Paper or Tablet? Reading Recall and Comprehension. “Uncertainties remain about the influence of digital reading for in-depth reading comprehension for adults and raise more unanswered questions about the developmental implications for children.29 The effects of reading from digital devices on children’s cognitive developmental skills and literacy abilities are just beginning to emerge. Questions linger regarding the consequences of nonlinear reading on brain processing, especially adaptive shortcuts due to scrolling, scanning, and hyperlinks.”

A Stalled Digital Book Revolution? “The real question we should be asking is not how much of reading is digital, but rather how much are people reading? Reading is reading. Paper, e-book, app, audiobook – it doesn’t matter. Reading books is a habit, and habits must be developed. We spend so much time taking sides on the digital learning debate that we lose sight of the larger goal to encourage book reading.”

Hiding from Kids and Colleagues. “In an article preceding her new book, Anne Marie Slaughter talks about toxic work environments.

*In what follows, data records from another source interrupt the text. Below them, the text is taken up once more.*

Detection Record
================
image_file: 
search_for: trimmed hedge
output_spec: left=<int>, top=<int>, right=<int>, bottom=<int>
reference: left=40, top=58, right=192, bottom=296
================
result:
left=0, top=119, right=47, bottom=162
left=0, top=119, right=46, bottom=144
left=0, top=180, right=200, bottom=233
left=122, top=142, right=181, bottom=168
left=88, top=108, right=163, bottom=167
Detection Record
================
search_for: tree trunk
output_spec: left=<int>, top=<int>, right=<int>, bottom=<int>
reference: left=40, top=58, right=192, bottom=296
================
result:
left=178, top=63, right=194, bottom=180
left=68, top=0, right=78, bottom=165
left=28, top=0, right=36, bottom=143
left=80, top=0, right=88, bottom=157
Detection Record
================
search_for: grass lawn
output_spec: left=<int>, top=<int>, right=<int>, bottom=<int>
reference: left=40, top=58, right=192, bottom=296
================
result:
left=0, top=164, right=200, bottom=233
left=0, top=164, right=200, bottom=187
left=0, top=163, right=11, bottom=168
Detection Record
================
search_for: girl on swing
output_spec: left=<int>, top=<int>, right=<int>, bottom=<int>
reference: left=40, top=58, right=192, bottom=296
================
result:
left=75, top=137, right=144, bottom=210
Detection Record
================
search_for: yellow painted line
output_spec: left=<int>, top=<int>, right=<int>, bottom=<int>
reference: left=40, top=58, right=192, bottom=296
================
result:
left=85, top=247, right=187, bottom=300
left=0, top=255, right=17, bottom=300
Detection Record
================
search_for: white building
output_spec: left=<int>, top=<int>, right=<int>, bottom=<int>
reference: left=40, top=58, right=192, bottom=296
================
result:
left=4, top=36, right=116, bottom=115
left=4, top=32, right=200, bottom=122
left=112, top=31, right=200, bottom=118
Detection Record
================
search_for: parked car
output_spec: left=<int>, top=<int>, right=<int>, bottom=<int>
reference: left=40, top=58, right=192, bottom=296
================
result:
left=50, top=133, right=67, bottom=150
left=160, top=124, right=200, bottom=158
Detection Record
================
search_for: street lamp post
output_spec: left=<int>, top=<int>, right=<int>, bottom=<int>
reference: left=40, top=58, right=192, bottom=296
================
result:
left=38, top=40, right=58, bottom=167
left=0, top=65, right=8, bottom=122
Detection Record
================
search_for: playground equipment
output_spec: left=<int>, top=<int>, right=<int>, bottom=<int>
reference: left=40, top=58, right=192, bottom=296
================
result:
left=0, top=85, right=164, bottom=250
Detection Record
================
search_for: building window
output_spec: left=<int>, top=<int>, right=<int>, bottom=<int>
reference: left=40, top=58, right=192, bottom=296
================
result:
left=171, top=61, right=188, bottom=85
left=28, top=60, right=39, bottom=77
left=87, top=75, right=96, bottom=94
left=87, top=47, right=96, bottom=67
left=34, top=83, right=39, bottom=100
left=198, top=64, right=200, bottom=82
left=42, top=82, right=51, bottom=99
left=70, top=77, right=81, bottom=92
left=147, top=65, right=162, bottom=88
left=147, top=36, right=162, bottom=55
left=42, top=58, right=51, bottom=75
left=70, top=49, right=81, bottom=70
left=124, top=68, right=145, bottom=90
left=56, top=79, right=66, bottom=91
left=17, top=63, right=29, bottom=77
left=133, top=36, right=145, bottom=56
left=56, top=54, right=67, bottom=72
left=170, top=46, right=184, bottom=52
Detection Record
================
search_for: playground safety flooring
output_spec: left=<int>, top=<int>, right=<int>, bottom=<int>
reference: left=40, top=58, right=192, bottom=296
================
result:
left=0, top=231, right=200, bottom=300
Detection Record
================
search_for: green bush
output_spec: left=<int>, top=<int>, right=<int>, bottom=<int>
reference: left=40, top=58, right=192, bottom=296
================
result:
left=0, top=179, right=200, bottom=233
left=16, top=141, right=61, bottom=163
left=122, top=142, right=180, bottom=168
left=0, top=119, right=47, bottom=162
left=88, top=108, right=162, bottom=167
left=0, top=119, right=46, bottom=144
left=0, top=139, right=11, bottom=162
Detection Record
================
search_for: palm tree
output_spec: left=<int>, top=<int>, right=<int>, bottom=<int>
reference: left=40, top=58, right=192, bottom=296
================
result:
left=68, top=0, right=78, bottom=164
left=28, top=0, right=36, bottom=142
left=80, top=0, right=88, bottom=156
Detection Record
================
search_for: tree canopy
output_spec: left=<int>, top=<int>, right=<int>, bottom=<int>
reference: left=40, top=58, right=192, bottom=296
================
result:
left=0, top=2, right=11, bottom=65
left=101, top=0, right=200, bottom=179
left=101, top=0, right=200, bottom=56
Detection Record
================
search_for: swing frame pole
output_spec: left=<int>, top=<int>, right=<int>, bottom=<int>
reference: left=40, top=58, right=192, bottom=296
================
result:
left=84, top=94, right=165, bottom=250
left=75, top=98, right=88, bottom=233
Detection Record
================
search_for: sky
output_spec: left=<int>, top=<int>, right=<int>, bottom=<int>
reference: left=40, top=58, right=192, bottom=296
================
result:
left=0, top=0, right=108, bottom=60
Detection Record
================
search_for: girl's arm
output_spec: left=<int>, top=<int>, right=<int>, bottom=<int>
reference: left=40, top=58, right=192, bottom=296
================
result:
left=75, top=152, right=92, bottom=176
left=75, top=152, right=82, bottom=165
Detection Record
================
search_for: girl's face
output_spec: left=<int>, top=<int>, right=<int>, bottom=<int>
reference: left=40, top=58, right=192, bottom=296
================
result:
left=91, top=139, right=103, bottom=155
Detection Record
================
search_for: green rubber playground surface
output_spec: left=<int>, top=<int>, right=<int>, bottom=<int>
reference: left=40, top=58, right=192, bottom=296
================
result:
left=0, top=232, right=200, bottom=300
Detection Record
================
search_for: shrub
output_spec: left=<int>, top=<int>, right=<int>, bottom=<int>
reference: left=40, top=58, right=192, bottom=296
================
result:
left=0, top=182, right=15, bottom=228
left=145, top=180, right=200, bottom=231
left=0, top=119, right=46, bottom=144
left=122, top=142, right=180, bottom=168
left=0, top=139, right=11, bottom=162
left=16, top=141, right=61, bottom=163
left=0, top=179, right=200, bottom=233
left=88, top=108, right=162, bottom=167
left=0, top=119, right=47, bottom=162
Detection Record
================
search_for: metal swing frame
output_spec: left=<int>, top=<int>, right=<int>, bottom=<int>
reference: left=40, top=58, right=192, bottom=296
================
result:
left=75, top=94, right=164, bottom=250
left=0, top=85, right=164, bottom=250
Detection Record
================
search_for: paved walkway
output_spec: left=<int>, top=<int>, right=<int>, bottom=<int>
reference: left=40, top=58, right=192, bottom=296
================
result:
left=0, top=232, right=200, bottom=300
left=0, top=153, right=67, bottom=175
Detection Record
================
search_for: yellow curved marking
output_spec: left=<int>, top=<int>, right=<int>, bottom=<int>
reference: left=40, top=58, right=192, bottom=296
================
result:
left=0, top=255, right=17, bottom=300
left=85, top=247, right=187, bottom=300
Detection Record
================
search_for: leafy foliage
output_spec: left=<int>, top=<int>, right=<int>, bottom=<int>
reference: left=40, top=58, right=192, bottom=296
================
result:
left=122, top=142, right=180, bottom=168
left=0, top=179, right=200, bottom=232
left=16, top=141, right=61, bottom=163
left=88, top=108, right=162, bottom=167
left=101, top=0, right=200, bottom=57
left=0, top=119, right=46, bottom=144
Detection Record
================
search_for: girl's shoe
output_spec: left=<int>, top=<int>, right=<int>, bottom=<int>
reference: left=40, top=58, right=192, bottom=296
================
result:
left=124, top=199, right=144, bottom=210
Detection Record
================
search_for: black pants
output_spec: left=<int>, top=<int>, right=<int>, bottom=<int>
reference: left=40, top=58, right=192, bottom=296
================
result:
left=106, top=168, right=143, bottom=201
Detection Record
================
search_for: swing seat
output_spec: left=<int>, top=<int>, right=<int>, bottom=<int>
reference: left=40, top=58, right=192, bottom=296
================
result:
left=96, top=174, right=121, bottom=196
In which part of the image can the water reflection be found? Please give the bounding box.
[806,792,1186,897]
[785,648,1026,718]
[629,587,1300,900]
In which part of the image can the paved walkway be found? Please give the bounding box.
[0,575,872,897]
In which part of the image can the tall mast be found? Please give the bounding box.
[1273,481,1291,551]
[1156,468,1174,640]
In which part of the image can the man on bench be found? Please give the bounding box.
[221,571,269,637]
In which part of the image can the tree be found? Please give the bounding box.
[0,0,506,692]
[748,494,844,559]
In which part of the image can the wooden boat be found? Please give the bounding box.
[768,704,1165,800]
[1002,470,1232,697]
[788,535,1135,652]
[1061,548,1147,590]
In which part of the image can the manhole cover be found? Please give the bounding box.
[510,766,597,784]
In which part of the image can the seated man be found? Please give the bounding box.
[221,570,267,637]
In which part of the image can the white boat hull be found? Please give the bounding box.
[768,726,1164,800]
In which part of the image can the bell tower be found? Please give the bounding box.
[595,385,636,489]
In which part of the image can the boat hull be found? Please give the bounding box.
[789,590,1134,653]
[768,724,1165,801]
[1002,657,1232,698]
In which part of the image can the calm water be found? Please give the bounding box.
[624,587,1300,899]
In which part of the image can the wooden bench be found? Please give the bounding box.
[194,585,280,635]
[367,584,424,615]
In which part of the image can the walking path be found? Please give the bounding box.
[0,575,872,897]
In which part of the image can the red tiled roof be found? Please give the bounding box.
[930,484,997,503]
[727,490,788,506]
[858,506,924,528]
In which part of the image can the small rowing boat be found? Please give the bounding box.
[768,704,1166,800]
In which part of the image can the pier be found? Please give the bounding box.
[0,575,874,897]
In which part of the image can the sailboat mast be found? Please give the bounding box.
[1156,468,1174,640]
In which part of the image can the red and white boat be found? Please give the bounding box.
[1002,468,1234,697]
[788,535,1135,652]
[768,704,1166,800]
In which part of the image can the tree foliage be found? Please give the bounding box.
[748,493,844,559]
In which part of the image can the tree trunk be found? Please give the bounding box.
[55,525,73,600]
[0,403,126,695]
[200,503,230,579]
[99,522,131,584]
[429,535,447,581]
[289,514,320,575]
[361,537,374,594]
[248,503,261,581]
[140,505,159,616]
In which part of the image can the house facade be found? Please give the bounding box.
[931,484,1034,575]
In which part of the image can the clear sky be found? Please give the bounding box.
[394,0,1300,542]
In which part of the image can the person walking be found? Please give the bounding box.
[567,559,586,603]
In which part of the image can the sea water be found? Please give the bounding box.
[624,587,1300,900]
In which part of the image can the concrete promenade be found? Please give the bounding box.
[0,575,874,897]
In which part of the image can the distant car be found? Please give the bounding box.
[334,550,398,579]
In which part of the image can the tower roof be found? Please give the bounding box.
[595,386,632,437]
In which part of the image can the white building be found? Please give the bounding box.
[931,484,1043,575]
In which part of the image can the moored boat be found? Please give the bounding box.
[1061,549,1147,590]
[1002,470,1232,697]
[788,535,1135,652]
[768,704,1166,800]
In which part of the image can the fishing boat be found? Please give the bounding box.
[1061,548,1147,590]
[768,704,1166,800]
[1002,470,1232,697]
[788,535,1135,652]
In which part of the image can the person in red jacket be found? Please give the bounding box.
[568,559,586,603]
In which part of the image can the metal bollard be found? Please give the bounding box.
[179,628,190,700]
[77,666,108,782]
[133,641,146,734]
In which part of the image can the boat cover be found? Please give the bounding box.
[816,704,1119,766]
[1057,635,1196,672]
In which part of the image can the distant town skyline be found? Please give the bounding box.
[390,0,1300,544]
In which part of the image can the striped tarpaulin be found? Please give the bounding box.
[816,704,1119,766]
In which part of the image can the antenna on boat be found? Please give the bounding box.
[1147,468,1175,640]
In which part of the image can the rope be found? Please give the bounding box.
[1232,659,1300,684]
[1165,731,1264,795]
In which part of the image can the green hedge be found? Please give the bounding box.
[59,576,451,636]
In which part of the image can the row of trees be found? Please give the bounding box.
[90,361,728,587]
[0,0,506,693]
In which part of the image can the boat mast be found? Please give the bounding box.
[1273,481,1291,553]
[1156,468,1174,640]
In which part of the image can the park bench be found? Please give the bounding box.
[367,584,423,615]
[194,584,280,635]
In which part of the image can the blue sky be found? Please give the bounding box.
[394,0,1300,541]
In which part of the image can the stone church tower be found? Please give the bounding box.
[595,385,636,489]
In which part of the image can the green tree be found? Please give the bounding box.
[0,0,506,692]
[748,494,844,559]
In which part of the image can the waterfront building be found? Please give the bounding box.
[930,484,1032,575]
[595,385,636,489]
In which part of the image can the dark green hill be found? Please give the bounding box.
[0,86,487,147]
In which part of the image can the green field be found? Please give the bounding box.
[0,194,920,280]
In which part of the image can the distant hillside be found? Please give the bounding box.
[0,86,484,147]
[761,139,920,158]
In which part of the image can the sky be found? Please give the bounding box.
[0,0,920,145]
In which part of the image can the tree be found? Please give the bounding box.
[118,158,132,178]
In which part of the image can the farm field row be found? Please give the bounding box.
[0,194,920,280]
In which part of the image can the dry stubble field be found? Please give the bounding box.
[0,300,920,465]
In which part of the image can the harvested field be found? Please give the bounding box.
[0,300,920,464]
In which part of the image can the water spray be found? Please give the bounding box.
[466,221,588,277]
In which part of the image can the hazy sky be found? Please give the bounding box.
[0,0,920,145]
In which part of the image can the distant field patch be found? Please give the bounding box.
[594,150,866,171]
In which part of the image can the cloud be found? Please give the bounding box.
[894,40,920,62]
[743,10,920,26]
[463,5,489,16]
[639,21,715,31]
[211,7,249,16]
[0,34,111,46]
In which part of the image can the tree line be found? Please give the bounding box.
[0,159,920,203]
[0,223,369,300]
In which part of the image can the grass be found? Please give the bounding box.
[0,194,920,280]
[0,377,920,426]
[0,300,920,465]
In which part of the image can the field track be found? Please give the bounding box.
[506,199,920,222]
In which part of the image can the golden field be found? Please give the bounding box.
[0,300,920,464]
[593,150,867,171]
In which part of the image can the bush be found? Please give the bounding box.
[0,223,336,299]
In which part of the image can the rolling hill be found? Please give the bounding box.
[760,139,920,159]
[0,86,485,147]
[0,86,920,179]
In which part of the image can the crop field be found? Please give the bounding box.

She raises important questions about the flexibility of work schedules, advocating for more flexible schedules, changing family structural expectations, and having the ability to work at home. In my own experience, though, while working at home brings me great flexibility in some ways, in other ways, I think I just create a different type of “toxic” home-work environment.”

Reimagining the U.S. High School (Part 2). “Because so much work is involved in mobilizing support and resources for fundamental changes there is far more success in talking about major reforms than in adopting the planned changes. And there is even more of a gap between officials’ actions and what principals and teachers actually put into practice. Because of these gaps between talk, action, and implementation, intended fundamental changes get incrementalized and become just another spoke in the organizational wheel.”

Americans Spending More for College Out-of-Pocket. “The national study, ‘How America Pays for College 2015,’ from Sallie Mae and Ipsos, now in its eighth year, found that parent income and savings covered the largest share of college costs — 32 percent — surpassing scholarships and grants at 30 percent, for the first time since 2010. Families covered the balance of college costs using student borrowing, student income and savings, parent borrowing, and contributions from relatives and friends.

New Push on Bankruptcy Protections. “The administration’s proposal would not ease bankruptcy discharges across the board on private student loans. Instead it would extend the enhanced borrower protections only to private student loans that don’t offer flexible repayment plans like those granted to federal loan borrowers. Meanwhile, the standard for discharging student loans made by the Education Department should not be lowered, the administration said in the report.”

An IDEA Colleges Should Appreciate. “Many of today’s students grew up with the assumption that children with disabilities belong in the same classroom and have the same right to an education that they do. Research shows that having kids with disabilities in class teaches valuable lessons about acceptance, patience and diversity. As people with disabilities increasingly participate in the workforce, inclusive education also prepares the current generation of students for a diversity they will likely encounter in their professional lives.”

Insider / Outsider MOOC Divide. “What is fascinating is how little common understand is shared by MOOC insiders and outsiders. Almost none of the values, assumptions, and experiences of the MOOC insider community has crossed-over to those outside of this group. If anything, positions have hardened. Productive conversation is difficult as the experiences, networks, and even world views of MOOC insiders and outsiders have continued to diverge.”